When business magazine Forbes last week published its latest list of the most powerful people on the planet, Dangote was one of only two people on it from Africa. Egypt‘s President Abdel Fattah al-Sisi ranked 49th in the list, while the Nigerian tycoon was 71st, rated by his power over people and resources, financial clout and range of activity from cement, telecoms, oil and gas to sugar, flour and pasta.
Through hard work, shrewd business practices and tactical networking he has built an empire from South Africa to Senegal and become a regular at events such as the World Economic Forum in Davos, Switzerland. On November 5 the 58-year-old’s estimated net worth was $13.8 billion (12.7 billion euros), according to Bloomberg‘s Billionaires Index.
– Cement and oil –
“You have to think big. If you think small, you will remain small in life. And you must be consistent. When you start a business, you might have hiccups here and there,” he said in an online video in 2012. “That does not mean that the business is not going to work. There must be challenges… you must know how to work round these challenges.”

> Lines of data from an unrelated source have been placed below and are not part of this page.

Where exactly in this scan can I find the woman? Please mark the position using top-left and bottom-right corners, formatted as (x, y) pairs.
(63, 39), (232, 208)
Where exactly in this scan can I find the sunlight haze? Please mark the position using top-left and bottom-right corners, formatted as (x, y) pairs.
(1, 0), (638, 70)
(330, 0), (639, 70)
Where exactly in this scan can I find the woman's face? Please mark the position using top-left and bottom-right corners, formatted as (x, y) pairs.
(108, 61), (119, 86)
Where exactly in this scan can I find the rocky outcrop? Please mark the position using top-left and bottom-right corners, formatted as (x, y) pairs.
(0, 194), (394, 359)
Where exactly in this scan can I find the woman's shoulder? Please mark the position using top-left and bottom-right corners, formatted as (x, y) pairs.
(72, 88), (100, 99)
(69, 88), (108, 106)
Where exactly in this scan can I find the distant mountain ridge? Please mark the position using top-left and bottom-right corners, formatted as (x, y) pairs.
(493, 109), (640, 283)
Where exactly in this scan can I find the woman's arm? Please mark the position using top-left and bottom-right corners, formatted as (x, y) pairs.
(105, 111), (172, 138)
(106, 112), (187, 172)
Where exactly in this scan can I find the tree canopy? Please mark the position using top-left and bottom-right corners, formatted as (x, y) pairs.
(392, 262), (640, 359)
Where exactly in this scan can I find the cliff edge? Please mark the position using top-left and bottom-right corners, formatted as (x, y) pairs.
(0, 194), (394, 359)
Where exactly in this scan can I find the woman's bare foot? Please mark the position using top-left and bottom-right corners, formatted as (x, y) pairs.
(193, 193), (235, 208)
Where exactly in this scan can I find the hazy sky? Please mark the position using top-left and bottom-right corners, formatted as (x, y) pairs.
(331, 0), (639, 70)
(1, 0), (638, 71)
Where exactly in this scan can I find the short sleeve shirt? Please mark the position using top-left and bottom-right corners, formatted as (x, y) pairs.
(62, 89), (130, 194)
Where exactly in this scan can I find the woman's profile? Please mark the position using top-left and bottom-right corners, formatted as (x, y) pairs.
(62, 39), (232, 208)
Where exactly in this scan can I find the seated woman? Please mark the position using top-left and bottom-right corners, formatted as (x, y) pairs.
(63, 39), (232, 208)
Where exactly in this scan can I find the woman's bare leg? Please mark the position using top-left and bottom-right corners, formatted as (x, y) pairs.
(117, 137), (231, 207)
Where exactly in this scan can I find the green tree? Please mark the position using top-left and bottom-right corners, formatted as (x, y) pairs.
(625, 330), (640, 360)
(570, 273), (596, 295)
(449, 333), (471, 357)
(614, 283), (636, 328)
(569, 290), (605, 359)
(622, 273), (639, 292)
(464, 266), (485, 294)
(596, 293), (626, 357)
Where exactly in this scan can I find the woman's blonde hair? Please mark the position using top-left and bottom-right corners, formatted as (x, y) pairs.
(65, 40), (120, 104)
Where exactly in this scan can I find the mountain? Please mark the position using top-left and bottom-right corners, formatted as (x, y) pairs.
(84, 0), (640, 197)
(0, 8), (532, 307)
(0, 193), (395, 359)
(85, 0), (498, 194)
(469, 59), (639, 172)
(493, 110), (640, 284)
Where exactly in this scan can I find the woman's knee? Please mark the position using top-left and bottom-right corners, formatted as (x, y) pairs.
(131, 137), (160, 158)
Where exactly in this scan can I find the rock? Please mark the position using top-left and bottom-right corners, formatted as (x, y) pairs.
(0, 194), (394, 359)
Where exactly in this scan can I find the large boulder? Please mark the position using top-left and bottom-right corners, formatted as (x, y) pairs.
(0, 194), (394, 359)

The Lagos-based Dangote Group is Africa’s largest private employer with some 26,000 staff, giving it a head-start over foreign firms through local knowledge and long-standing relationships. Dangote Cement, which he hopes to list on the London Stock Exchange, has subsidiaries in at least 14 African countries.
In August, it signed a $4.3 billion contract with China‘s Sinoma International Engineering Co. for the construction of 11 new cement plants, 10 of them in Africa and the other in Nepal. When completed, the company’s existing capacity of 46 million metric tonnes per annum is expected to be boosted by about 25 million metric tonnes.
As such, Dangote has positioned his businesses as indispensable in a changing continent, providing the raw materials to build its new infrastructure, fuel its growing industries and even feed its workers. In an interview on CNBC published in March 2014, he said: “Africa has come of age. The opportunities we have in Africa are second to none.”
In his home country, where patronage reigns, Dangote has courted politicians of all stripes and outlined plans to help develop badly-needed infrastructure. He recently signed loan agreements to invest more than $9 billion in a petrochemical refinery and fertiliser complex in the southwest — the country’s largest.
– Philanthropy and football –
President Muhammadu Buhari is keen to develop agriculture and he has re-started the country’s four existing refineries, which had run idle in favour of the expensive export of crude and import of products. The refineries have a total capacity of 445,000 barrels per day but are only currently producing less than half that. Dangote’s single plant aims to produce 400,000 bpd.
In an interview with CNBC in 2014, Dangote said of his drive to succeed: “Hard work pays. Nothing is impossible.” But he has also followed the example of tycoons such as Microsoft‘s Bill Gates and Virgin’s Richard Branson of giving back to society. His Dangote Foundation has spent billions of naira on education, healthcare and disaster relief, including a $3 million pledge in December last year to help victims of the West Africa Ebola outbreak.
In 2012, he teamed up with the Bill and Melinda Gates Foundation to eradicate polio in Nigeria. In September, Nigeria was taken off the list of the world’s polio-endemic countries. Like many Nigerians, Dangote is an avowed football fan and has long been rumoured to be keen on buying a stake in Arsenal, which could make him the first African owner of an English Premier League club.
“I still hope, one day at the right price, that I’ll buy the team,” he was quoted as saying by Bloomberg in May. Few would put it past him.